Arderá el viento by Guillermo Saccomanno

The cover to Arderá el viento by Guillermo Saccomanno

Alfaguara. 2025. 233 pages.

Considered one of Argentina’s leading intellectuals, Guillermo Saccomanno is a seasoned writer who has garnered many literary prizes for his novels and essays. His most recent novel, Arderá el viento (The wind shall burn), was awarded the Alfaguara Prize for 2025. The novel’s title was inspired by a quote from the Greek philosopher Heraclitus of Ephesus that serves as its epigraph and foreshadows an apocalypse: “Vendrá el fuego y juzgará todas las cosas” (The wind shall come and judge all things). Heraclitus viewed fire as the element of transformation, of both creation and destruction.

While fire plays this role in the novel, the primary agent of destruction is Monique Dubois, a nymphomaniac who arrives in town with her husband, who presents himself as the Count of Esterhazy, a Hungarian noble. The strange couple has two children: Aniko, their angelic daughter, and Lazlo, their evil son. The couple establishes the Hotel Hapsburgo upon the ruins of a failed hotel. Arderá el viento is the story of the malefic influence of this family upon a small Argentine beach resort, which in the past had been a popular spot for German immigrants, some of whom may have been Nazis or Nazi sympathizers.

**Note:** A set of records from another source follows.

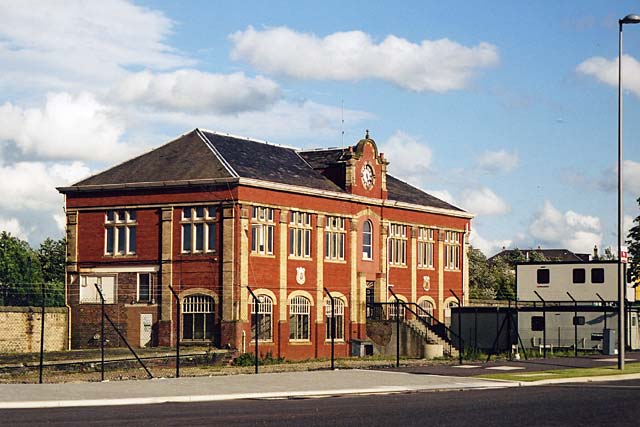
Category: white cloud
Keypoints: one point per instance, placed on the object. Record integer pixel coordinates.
(488, 247)
(13, 226)
(287, 122)
(498, 161)
(483, 201)
(66, 127)
(438, 66)
(31, 185)
(570, 230)
(443, 195)
(63, 43)
(606, 71)
(409, 159)
(192, 90)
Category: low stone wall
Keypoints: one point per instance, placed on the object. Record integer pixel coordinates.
(20, 329)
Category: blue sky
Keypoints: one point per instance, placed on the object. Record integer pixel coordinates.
(506, 109)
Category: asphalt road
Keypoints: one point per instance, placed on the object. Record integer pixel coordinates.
(593, 404)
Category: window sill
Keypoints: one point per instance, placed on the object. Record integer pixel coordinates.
(300, 258)
(335, 261)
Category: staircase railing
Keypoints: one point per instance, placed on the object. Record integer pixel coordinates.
(427, 319)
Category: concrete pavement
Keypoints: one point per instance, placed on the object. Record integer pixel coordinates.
(261, 386)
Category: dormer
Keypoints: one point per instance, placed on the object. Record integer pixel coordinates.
(359, 169)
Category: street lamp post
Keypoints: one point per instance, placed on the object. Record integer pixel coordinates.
(629, 19)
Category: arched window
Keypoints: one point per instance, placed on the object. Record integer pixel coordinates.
(197, 317)
(426, 310)
(264, 308)
(367, 240)
(299, 313)
(338, 313)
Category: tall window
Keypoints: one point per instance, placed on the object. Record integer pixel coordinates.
(299, 311)
(334, 238)
(425, 247)
(197, 317)
(262, 227)
(198, 229)
(120, 232)
(338, 313)
(452, 250)
(300, 234)
(264, 308)
(367, 240)
(398, 244)
(144, 287)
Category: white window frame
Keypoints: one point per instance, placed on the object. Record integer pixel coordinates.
(262, 230)
(397, 245)
(367, 248)
(192, 221)
(335, 236)
(265, 311)
(300, 319)
(426, 246)
(338, 311)
(88, 293)
(125, 221)
(452, 250)
(151, 296)
(198, 304)
(300, 234)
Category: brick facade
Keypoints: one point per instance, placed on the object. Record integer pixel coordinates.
(217, 281)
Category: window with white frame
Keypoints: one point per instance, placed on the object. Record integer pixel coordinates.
(300, 234)
(367, 240)
(197, 317)
(425, 247)
(145, 291)
(120, 232)
(264, 309)
(299, 314)
(397, 244)
(334, 238)
(90, 295)
(198, 229)
(338, 314)
(452, 250)
(426, 310)
(262, 227)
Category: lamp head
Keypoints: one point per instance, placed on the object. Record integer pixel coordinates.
(630, 19)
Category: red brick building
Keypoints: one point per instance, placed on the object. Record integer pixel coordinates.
(211, 215)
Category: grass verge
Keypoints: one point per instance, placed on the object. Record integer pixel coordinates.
(630, 368)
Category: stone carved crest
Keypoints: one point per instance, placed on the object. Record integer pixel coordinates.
(426, 283)
(300, 277)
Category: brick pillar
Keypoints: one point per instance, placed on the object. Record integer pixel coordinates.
(165, 327)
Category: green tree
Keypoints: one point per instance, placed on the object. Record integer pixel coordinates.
(52, 255)
(20, 272)
(633, 243)
(481, 281)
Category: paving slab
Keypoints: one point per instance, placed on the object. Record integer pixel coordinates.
(261, 386)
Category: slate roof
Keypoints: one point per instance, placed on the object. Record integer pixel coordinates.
(563, 255)
(204, 155)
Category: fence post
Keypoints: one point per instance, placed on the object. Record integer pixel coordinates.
(544, 320)
(177, 330)
(333, 328)
(101, 332)
(42, 335)
(256, 322)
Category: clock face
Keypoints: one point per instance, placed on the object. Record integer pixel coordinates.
(367, 176)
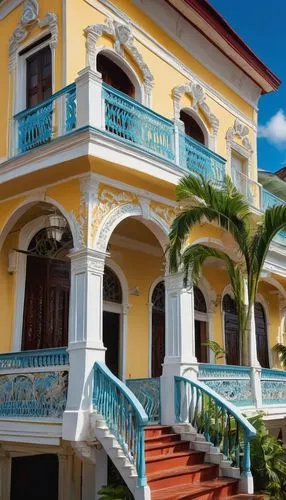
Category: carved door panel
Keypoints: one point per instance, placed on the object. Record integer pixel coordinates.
(261, 336)
(158, 342)
(46, 307)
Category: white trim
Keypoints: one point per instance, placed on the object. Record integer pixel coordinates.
(122, 310)
(126, 67)
(159, 50)
(150, 332)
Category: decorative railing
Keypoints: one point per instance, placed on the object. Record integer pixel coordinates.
(129, 120)
(147, 391)
(199, 159)
(53, 117)
(33, 384)
(231, 382)
(217, 419)
(273, 387)
(124, 416)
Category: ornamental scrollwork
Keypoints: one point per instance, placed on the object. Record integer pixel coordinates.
(197, 93)
(123, 40)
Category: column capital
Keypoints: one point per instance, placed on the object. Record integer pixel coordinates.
(88, 259)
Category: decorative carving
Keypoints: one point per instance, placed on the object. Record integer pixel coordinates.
(123, 40)
(30, 12)
(196, 91)
(241, 131)
(164, 211)
(29, 17)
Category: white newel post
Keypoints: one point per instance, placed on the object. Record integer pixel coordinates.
(85, 339)
(180, 356)
(89, 99)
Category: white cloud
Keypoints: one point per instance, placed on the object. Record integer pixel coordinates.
(275, 129)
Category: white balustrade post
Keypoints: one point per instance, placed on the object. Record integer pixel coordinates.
(180, 342)
(89, 99)
(85, 338)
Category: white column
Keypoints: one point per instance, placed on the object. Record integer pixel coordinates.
(89, 98)
(85, 339)
(180, 342)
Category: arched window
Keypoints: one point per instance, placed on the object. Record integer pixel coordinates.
(46, 304)
(200, 326)
(112, 291)
(158, 328)
(261, 335)
(231, 331)
(114, 76)
(192, 128)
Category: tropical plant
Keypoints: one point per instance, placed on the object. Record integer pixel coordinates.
(268, 461)
(115, 492)
(226, 207)
(214, 346)
(280, 349)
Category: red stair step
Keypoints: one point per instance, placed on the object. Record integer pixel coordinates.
(209, 490)
(181, 475)
(165, 462)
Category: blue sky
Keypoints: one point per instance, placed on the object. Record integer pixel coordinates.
(261, 24)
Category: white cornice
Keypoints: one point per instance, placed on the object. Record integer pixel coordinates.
(106, 7)
(7, 6)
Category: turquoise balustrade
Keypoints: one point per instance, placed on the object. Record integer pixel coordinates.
(197, 158)
(35, 125)
(34, 359)
(123, 414)
(147, 391)
(273, 387)
(231, 382)
(217, 419)
(130, 121)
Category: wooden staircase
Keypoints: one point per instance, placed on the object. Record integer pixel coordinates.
(175, 472)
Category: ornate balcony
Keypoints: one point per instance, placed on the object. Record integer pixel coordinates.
(33, 384)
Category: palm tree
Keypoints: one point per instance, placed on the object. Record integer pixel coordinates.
(225, 206)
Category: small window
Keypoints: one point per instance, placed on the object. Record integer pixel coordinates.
(114, 76)
(192, 128)
(38, 77)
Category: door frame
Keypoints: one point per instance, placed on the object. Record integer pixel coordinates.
(122, 310)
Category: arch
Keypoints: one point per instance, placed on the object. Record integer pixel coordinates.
(122, 310)
(32, 201)
(126, 67)
(156, 327)
(196, 92)
(122, 37)
(153, 221)
(189, 118)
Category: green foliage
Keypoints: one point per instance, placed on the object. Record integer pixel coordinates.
(280, 349)
(214, 346)
(201, 202)
(112, 492)
(268, 461)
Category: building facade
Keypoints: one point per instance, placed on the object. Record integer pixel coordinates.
(104, 106)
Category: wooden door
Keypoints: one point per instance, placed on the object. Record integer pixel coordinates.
(111, 335)
(231, 331)
(34, 477)
(261, 336)
(200, 339)
(158, 342)
(46, 307)
(39, 77)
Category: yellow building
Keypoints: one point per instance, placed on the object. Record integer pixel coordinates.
(104, 106)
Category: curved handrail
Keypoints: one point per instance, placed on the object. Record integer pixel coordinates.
(124, 415)
(211, 415)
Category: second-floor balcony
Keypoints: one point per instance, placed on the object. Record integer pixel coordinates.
(104, 109)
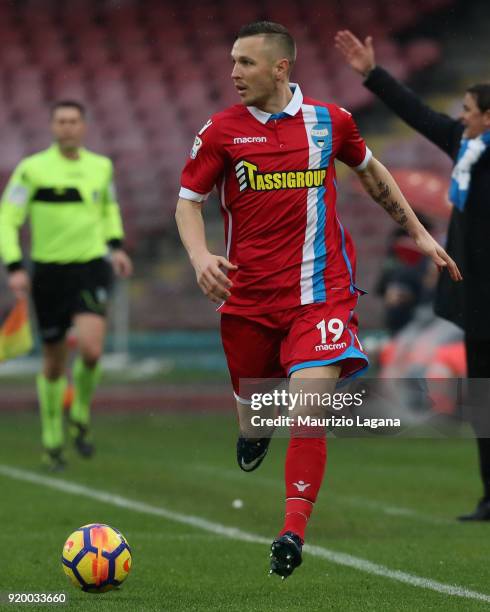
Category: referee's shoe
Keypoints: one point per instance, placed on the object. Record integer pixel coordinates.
(53, 460)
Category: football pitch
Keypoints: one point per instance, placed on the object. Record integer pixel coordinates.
(382, 536)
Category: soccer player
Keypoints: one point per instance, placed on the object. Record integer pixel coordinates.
(467, 141)
(67, 192)
(287, 282)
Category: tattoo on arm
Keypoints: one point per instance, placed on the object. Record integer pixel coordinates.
(382, 195)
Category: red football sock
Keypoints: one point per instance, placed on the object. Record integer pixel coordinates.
(305, 466)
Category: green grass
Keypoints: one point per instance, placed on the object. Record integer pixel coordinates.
(186, 464)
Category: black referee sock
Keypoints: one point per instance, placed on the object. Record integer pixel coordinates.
(484, 455)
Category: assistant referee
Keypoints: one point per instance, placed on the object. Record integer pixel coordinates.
(67, 192)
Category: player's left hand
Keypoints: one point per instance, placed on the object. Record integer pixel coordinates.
(434, 250)
(121, 263)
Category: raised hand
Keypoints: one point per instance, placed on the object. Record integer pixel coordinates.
(360, 56)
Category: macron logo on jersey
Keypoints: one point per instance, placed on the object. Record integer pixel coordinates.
(249, 139)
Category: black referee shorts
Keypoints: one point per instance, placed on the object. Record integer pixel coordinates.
(60, 291)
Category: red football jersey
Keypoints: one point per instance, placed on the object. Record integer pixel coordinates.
(275, 176)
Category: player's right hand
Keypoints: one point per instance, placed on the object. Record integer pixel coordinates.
(213, 281)
(360, 56)
(19, 283)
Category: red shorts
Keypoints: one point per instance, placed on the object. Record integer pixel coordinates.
(274, 345)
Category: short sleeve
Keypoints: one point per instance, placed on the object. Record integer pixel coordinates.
(353, 150)
(205, 164)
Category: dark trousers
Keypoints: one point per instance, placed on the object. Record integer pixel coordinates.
(478, 364)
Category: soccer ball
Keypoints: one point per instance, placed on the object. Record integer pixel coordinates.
(96, 558)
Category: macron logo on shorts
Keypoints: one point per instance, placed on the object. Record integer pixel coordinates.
(331, 347)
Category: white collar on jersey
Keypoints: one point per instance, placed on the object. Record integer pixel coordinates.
(291, 109)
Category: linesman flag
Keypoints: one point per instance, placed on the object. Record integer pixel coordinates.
(15, 332)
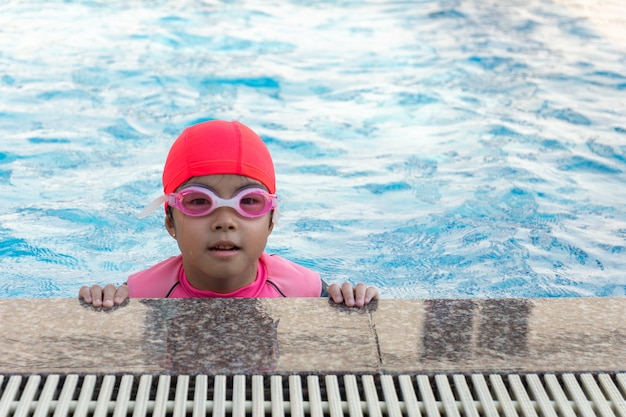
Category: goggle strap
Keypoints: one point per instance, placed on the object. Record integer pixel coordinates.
(153, 206)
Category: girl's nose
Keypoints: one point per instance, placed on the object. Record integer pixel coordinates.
(224, 218)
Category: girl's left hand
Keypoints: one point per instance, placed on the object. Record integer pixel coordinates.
(352, 296)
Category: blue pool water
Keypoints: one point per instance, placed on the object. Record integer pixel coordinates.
(431, 148)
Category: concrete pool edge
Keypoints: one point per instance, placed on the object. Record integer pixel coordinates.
(283, 336)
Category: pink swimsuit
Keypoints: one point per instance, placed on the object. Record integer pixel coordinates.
(276, 277)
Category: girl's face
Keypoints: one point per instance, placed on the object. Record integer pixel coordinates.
(220, 250)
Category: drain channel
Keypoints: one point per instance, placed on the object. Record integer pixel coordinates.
(314, 395)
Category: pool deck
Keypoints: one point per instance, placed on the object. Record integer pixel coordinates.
(310, 336)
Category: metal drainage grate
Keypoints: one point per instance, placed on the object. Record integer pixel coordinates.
(313, 395)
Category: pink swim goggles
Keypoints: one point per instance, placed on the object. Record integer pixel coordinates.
(199, 201)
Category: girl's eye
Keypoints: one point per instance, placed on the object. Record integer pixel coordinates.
(196, 200)
(250, 201)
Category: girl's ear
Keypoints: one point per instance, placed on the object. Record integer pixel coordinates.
(169, 225)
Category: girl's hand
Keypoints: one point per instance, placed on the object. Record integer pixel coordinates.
(352, 296)
(105, 298)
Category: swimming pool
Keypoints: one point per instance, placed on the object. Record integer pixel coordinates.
(432, 148)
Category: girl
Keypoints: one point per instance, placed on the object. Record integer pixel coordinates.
(220, 205)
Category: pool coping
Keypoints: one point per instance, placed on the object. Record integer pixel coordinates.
(309, 336)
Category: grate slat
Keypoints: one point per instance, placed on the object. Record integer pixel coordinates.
(295, 396)
(543, 401)
(143, 396)
(352, 396)
(467, 401)
(523, 400)
(315, 396)
(45, 398)
(428, 397)
(161, 400)
(391, 397)
(334, 396)
(28, 395)
(371, 396)
(123, 397)
(180, 398)
(258, 398)
(598, 400)
(504, 399)
(219, 396)
(104, 396)
(409, 397)
(447, 397)
(619, 404)
(484, 396)
(239, 395)
(563, 405)
(200, 396)
(278, 406)
(580, 400)
(67, 394)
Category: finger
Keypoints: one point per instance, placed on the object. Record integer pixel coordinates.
(334, 292)
(96, 296)
(107, 296)
(347, 290)
(359, 294)
(371, 294)
(121, 294)
(84, 294)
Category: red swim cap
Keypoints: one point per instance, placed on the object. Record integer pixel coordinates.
(218, 147)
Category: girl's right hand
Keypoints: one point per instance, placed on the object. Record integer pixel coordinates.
(105, 298)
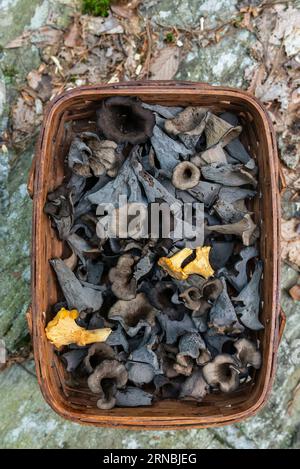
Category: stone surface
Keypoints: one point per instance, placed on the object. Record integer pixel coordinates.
(223, 63)
(15, 228)
(25, 419)
(187, 13)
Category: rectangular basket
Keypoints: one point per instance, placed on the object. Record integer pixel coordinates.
(47, 173)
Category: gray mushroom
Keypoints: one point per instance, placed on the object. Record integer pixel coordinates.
(229, 213)
(245, 229)
(212, 289)
(88, 155)
(200, 316)
(117, 337)
(60, 207)
(123, 285)
(140, 373)
(250, 299)
(192, 298)
(167, 150)
(205, 192)
(185, 175)
(115, 376)
(214, 154)
(174, 329)
(223, 317)
(77, 296)
(188, 125)
(217, 130)
(191, 345)
(97, 353)
(133, 397)
(73, 358)
(228, 174)
(195, 386)
(133, 314)
(220, 253)
(238, 276)
(247, 353)
(222, 372)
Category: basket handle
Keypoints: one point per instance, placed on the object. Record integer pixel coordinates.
(29, 318)
(164, 84)
(30, 180)
(282, 323)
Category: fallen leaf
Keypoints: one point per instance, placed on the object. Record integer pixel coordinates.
(72, 37)
(165, 65)
(295, 292)
(290, 241)
(41, 83)
(97, 25)
(19, 41)
(45, 36)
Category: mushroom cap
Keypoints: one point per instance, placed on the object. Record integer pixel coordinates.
(185, 175)
(200, 265)
(107, 370)
(195, 386)
(63, 330)
(123, 119)
(192, 298)
(133, 312)
(123, 285)
(212, 289)
(247, 353)
(172, 265)
(96, 354)
(222, 372)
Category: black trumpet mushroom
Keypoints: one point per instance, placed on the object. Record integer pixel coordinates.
(124, 120)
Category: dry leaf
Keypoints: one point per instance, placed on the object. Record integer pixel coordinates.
(72, 37)
(165, 65)
(290, 241)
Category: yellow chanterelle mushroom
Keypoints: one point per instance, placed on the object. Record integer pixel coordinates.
(200, 265)
(63, 330)
(173, 264)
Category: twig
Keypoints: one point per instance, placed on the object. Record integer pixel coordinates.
(146, 67)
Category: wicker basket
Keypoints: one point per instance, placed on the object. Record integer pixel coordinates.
(47, 173)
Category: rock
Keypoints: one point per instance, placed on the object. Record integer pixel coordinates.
(15, 223)
(223, 63)
(28, 422)
(187, 13)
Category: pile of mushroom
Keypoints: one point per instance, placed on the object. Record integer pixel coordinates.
(145, 318)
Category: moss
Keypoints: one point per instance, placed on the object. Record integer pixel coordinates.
(10, 73)
(96, 7)
(169, 37)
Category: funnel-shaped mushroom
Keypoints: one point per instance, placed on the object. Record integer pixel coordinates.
(124, 120)
(133, 314)
(188, 125)
(195, 386)
(173, 264)
(222, 314)
(223, 372)
(250, 298)
(96, 354)
(212, 289)
(247, 353)
(245, 228)
(121, 277)
(185, 175)
(200, 265)
(228, 174)
(63, 330)
(107, 377)
(192, 298)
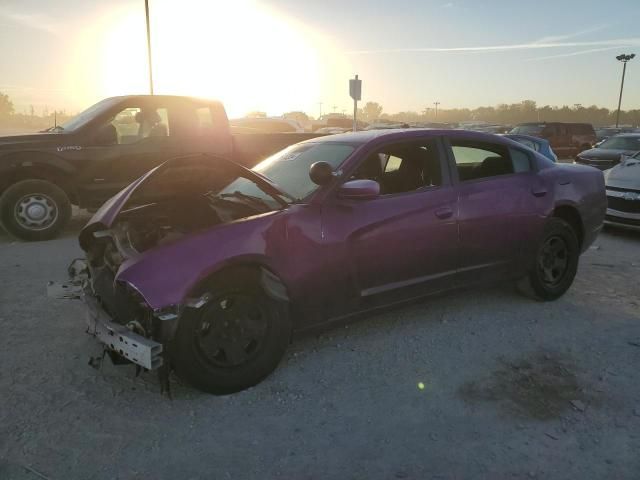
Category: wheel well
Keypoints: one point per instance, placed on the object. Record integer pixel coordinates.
(572, 217)
(271, 282)
(40, 172)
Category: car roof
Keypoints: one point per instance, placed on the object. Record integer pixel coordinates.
(167, 97)
(526, 137)
(362, 137)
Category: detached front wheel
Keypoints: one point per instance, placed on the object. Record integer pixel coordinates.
(556, 262)
(236, 339)
(34, 210)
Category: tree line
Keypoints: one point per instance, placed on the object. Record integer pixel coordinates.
(28, 121)
(504, 114)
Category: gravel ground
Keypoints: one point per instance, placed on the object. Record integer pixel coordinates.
(481, 384)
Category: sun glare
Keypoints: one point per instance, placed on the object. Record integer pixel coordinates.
(248, 56)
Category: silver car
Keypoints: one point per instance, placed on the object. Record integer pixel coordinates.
(623, 193)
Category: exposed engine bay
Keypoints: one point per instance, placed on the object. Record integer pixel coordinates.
(141, 228)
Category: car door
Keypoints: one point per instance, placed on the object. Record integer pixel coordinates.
(499, 197)
(402, 242)
(203, 128)
(124, 146)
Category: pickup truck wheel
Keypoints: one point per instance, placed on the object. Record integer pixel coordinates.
(235, 340)
(556, 262)
(34, 210)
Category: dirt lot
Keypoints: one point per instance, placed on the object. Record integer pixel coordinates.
(483, 384)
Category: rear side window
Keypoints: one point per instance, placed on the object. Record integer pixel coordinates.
(479, 160)
(520, 160)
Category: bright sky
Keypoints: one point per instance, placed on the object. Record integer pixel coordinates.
(283, 55)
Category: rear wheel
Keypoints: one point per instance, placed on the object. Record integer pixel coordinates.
(556, 262)
(236, 339)
(34, 210)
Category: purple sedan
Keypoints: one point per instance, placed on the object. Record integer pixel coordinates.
(207, 268)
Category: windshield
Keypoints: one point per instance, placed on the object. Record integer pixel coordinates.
(528, 129)
(89, 114)
(289, 169)
(621, 143)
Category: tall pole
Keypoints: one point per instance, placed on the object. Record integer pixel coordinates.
(355, 114)
(624, 70)
(624, 59)
(146, 11)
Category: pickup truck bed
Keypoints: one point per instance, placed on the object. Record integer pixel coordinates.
(87, 160)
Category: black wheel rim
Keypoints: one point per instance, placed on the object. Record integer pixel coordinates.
(231, 330)
(553, 261)
(35, 211)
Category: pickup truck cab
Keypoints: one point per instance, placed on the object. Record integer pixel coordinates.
(88, 159)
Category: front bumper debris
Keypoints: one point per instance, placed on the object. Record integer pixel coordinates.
(118, 338)
(115, 337)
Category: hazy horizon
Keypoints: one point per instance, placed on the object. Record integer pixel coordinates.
(284, 55)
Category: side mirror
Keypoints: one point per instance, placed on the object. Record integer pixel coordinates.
(106, 135)
(359, 190)
(320, 173)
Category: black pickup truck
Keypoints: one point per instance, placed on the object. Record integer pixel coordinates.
(91, 157)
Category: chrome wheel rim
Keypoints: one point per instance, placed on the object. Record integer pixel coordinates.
(36, 211)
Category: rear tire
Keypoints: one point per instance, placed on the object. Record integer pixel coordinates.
(234, 341)
(34, 210)
(556, 262)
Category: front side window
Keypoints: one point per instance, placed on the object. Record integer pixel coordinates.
(478, 160)
(402, 168)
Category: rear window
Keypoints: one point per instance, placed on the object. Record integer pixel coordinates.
(582, 129)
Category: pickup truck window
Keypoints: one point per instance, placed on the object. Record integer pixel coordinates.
(89, 114)
(134, 124)
(205, 121)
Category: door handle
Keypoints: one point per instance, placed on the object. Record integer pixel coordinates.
(539, 191)
(444, 212)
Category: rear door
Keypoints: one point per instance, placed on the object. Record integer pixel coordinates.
(401, 243)
(127, 144)
(498, 199)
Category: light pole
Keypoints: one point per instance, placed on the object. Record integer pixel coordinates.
(624, 59)
(146, 12)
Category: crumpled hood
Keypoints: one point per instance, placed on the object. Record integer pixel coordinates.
(108, 212)
(624, 175)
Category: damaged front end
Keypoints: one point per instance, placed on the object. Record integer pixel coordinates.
(171, 205)
(126, 342)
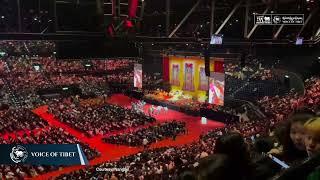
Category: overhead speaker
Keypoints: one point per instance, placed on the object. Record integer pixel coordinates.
(207, 62)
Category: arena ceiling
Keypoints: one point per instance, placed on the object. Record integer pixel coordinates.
(160, 19)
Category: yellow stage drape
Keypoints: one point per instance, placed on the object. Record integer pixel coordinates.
(197, 62)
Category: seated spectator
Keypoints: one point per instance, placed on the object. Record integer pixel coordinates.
(312, 138)
(292, 139)
(149, 135)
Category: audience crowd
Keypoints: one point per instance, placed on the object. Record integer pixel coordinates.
(149, 135)
(13, 120)
(97, 120)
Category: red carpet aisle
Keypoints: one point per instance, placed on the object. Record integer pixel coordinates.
(114, 152)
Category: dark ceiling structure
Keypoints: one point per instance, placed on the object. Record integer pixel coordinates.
(161, 21)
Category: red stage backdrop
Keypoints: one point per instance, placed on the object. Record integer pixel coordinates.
(188, 77)
(165, 69)
(203, 80)
(138, 76)
(175, 81)
(133, 5)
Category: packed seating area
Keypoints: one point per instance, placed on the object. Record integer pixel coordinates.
(162, 163)
(97, 120)
(149, 135)
(13, 120)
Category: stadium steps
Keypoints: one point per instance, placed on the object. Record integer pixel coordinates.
(13, 96)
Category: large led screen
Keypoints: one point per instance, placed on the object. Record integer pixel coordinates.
(216, 88)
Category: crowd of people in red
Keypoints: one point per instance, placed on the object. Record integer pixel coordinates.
(19, 74)
(97, 120)
(146, 136)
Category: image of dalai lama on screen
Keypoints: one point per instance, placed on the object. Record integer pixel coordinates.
(216, 90)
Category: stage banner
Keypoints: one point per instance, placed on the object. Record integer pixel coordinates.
(165, 69)
(203, 83)
(175, 81)
(216, 88)
(188, 77)
(219, 65)
(138, 76)
(42, 154)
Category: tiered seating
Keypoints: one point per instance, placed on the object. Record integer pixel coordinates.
(150, 134)
(13, 120)
(98, 120)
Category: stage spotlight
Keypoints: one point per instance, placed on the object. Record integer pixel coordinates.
(204, 120)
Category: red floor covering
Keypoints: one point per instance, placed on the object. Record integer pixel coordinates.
(114, 152)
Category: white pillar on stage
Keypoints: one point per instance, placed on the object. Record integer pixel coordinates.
(203, 120)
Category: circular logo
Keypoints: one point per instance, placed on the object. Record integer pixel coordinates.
(276, 19)
(18, 154)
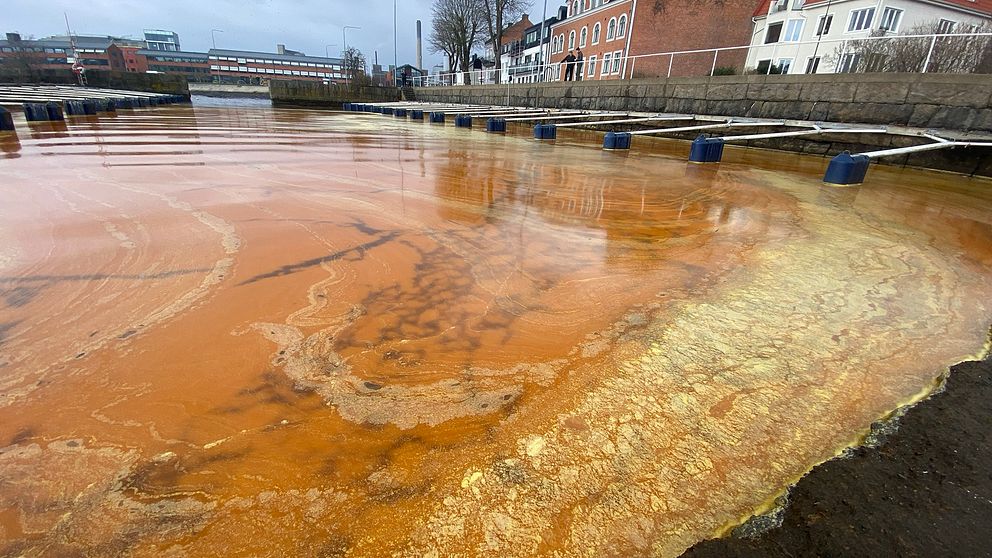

The novel presents a dark vision of a society where evil and the seven deadly sins hold sway. Monique Dubois exploits her sexuality to seduce, control, and ultimately destroy the lives of the most powerful men of the town. An aspiring poet, she later turns her attention to authoring an erotic novel, El hotel de la lujuria (Hotel lust). In her depravity, she models her protagonist after her innocent teenage daughter. Her husband is a frustrated painter who realizes he will never be able to express himself. Lazlo, who fails to learn to play the piano, out of envy destroys the hand of his instructor, ending her dream of becoming a concert pianist. Aniko is an innocent, naïve girl who tries to interpret the present and predict the future of others. The aspirations of the father, mother, and son to create literature, paintings, and music are frustrated and end in tragedy.

The contemporary problems of economic disparity, political corruption, racism, drug trafficking, violence, and insecurity that plague Argentina and many other nations serve as the backdrop for this strange family drama. The novel consists of 127 fragments, which weave together the threads of the novel’s many story lines. A narrator, who serves as the collective voice of the community, cynically comments upon the views and beliefs of the town’s citizens who are keenly aware of what is transpiring but remain silent. Another of the novel’s characters, the journalist Dante, muses about the collective guilt and violence that plague their town. There is a sense that, despite cataclysmic events, the town and its citizens shall see no change or redemption.

In sum, Guillermo Saccomanno has produced an intriguing and suspenseful novel that explores the darker side of contemporary society.